Cultura: do latim “colere”, sinónimo de cultivar a terra.

Cultura: culto religioso.

Cultura: camadas complexas que incluem o conhecimento, os costumes, as crenças e as capacidades adquiridas pelo homem enquanto membro de uma sociedade.

Os poetas gregos e romanos cantavam a vida pastoril, mas não sei se Virgílio terá tido uma horta…

Epicuro falava da felicidade de ser autónomo (e livre) na sua pequena comunidade intelectual, afectiva, e também agrícola.

Aristóteles passeava, com os companheiros e discípulos, pelos jardins, ao longo de diálogos reveladores.

As três acepções de cultura sempre se misturaram e complementaram.

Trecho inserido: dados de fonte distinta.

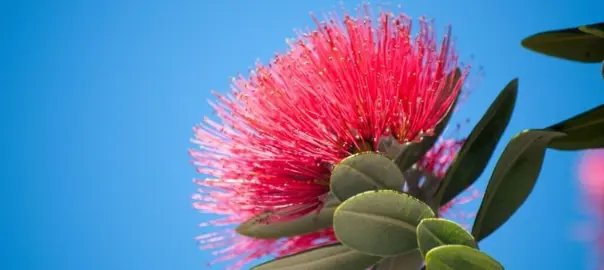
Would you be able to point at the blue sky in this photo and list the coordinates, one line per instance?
(99, 97)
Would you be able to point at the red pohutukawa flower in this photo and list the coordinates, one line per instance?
(591, 177)
(338, 90)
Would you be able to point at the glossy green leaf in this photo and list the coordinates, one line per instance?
(411, 152)
(582, 44)
(435, 232)
(336, 257)
(583, 131)
(262, 227)
(411, 260)
(362, 172)
(480, 145)
(460, 257)
(512, 180)
(380, 223)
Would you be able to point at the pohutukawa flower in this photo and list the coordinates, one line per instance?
(338, 90)
(591, 177)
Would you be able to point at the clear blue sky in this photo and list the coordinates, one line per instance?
(98, 99)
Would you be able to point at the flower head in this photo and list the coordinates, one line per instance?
(338, 90)
(591, 178)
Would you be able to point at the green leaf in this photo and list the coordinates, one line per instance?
(460, 257)
(362, 172)
(435, 232)
(582, 44)
(411, 260)
(583, 131)
(261, 227)
(334, 257)
(480, 145)
(411, 152)
(513, 180)
(380, 223)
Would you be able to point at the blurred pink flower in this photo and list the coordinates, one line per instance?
(591, 178)
(338, 90)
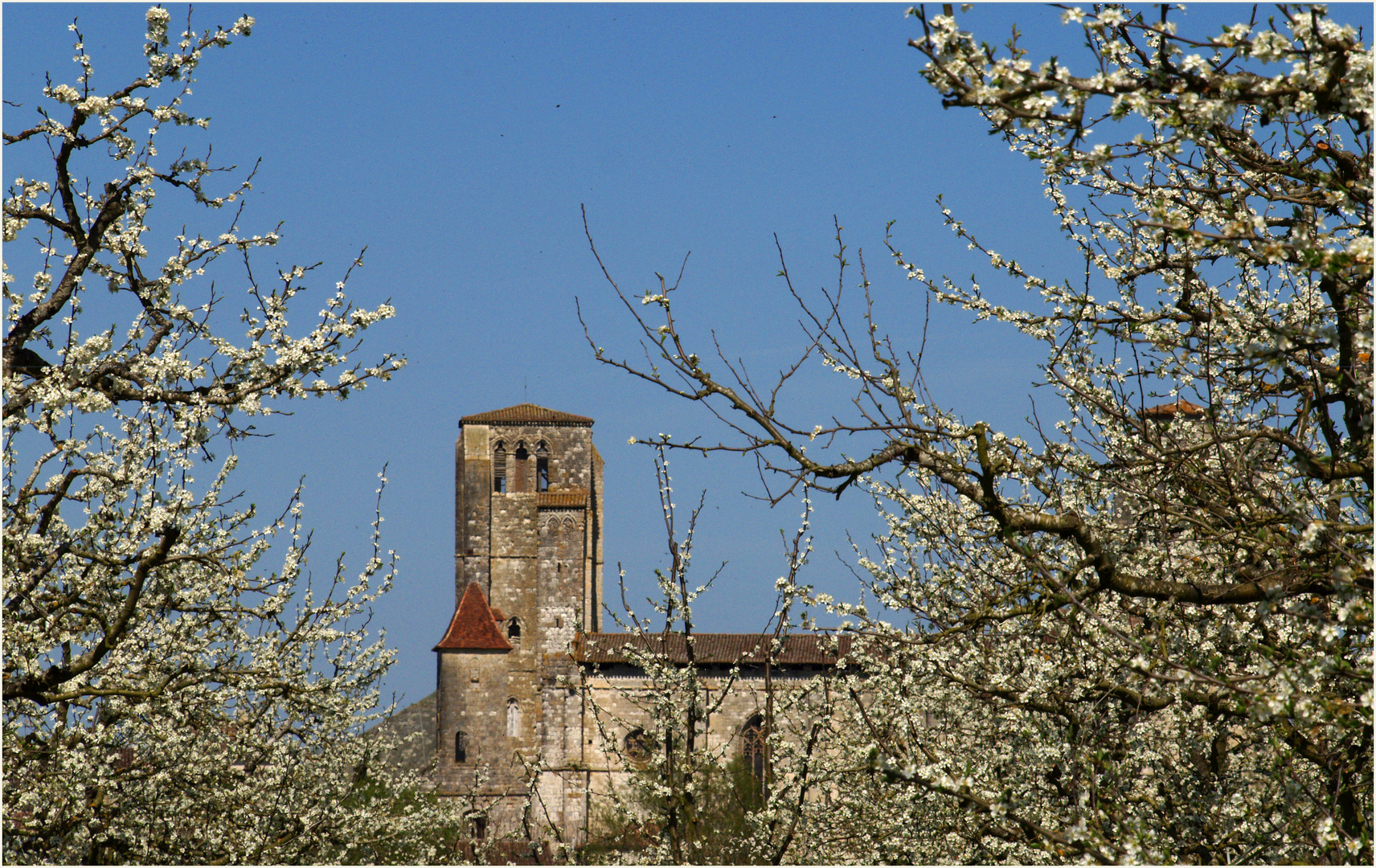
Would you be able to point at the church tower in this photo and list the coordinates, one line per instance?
(527, 578)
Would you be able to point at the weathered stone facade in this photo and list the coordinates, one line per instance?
(526, 678)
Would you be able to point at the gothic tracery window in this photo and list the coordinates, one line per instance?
(755, 746)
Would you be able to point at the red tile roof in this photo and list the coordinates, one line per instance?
(570, 497)
(473, 626)
(1171, 410)
(711, 649)
(527, 415)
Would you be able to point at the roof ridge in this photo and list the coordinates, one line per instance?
(529, 413)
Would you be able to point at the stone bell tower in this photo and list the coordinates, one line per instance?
(527, 578)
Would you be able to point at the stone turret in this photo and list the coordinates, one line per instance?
(527, 578)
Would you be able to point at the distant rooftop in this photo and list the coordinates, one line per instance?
(1174, 409)
(525, 415)
(711, 649)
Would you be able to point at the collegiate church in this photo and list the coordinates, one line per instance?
(526, 677)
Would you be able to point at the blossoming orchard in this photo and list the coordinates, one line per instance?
(1138, 629)
(167, 695)
(1144, 633)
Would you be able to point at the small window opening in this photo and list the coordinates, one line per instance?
(640, 746)
(519, 481)
(541, 468)
(500, 468)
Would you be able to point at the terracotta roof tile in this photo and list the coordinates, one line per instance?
(573, 497)
(529, 415)
(1175, 407)
(473, 626)
(711, 649)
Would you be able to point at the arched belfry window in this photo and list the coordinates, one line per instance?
(500, 468)
(755, 746)
(512, 719)
(541, 467)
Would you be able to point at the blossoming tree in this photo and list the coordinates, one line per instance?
(1144, 632)
(166, 698)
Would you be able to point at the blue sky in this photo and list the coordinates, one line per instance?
(460, 142)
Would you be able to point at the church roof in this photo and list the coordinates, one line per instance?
(711, 649)
(1175, 407)
(473, 626)
(525, 415)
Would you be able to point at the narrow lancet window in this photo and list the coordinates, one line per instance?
(500, 468)
(541, 467)
(755, 747)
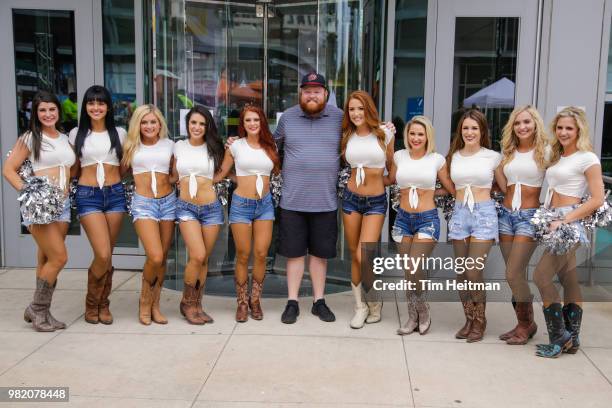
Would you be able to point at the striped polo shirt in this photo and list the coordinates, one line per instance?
(311, 158)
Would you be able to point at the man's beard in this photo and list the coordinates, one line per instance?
(310, 109)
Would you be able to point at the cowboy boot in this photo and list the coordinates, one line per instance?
(507, 335)
(95, 286)
(572, 316)
(242, 298)
(104, 313)
(255, 299)
(479, 324)
(203, 315)
(526, 327)
(361, 308)
(559, 337)
(36, 312)
(189, 304)
(52, 320)
(146, 301)
(156, 314)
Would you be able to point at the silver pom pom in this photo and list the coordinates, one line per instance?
(222, 190)
(343, 177)
(41, 201)
(276, 186)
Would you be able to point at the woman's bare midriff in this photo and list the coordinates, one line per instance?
(373, 184)
(112, 175)
(246, 186)
(530, 196)
(142, 182)
(426, 200)
(205, 194)
(480, 194)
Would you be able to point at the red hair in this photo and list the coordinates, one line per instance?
(265, 136)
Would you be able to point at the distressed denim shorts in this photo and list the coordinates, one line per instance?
(364, 205)
(64, 216)
(158, 209)
(247, 210)
(207, 214)
(480, 223)
(108, 199)
(516, 222)
(425, 224)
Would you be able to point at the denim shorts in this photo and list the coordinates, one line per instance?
(425, 224)
(247, 210)
(364, 205)
(158, 209)
(480, 224)
(64, 216)
(108, 199)
(207, 214)
(516, 222)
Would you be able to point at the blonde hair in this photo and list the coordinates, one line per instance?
(429, 132)
(132, 141)
(371, 119)
(510, 142)
(584, 134)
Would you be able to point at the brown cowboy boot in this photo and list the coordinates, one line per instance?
(242, 310)
(526, 327)
(255, 300)
(156, 314)
(95, 286)
(189, 304)
(146, 301)
(104, 313)
(201, 312)
(479, 324)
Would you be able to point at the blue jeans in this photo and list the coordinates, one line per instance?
(425, 224)
(158, 209)
(247, 210)
(480, 224)
(207, 214)
(365, 205)
(516, 222)
(108, 199)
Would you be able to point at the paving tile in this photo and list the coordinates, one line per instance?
(490, 375)
(310, 370)
(120, 365)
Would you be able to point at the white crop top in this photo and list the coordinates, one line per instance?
(251, 162)
(364, 151)
(193, 161)
(420, 173)
(54, 152)
(154, 159)
(476, 170)
(97, 150)
(567, 175)
(523, 170)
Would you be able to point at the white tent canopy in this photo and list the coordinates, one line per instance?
(499, 94)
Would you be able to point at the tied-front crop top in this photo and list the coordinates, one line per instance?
(54, 152)
(193, 161)
(417, 173)
(154, 159)
(251, 162)
(476, 170)
(567, 175)
(523, 170)
(364, 151)
(97, 150)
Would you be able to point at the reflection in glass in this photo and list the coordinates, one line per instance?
(485, 69)
(45, 60)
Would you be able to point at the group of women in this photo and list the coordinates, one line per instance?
(100, 155)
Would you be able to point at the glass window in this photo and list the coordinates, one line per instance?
(485, 69)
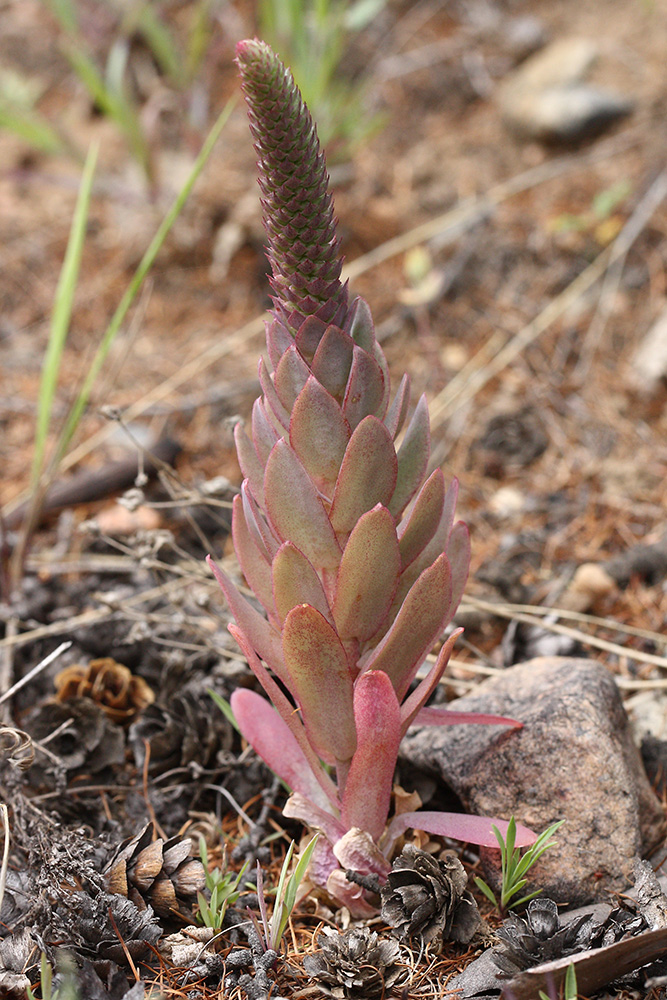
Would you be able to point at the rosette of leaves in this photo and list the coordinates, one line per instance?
(356, 965)
(428, 898)
(346, 541)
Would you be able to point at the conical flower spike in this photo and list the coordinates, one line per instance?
(351, 550)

Na história da humanidade.

E no nosso quintal novo, em Estremoz.

Nos espinafres.

espinafres

Na rúcula-bebé.

rúcula bebé

Nos coentros da Beatriz.

coentros

E na erva-cidreira.

erva-cidreira

Cultivamos a terra, prestamos-lhe o nosso culto e (re)adquirimos conhecimentos partilhados por gerações passadas.

Falamos com as plantas, fascinamo-nos com a germinação das sementes e reflectimos sobre o milagre da (nossa) vida enquanto cuidamos do que nos vai alimentar e fazer parte de nós.

Respeitar o ciclo das plantas (-nos) é o primeiro passo para ser “culto” (com e sem aspas).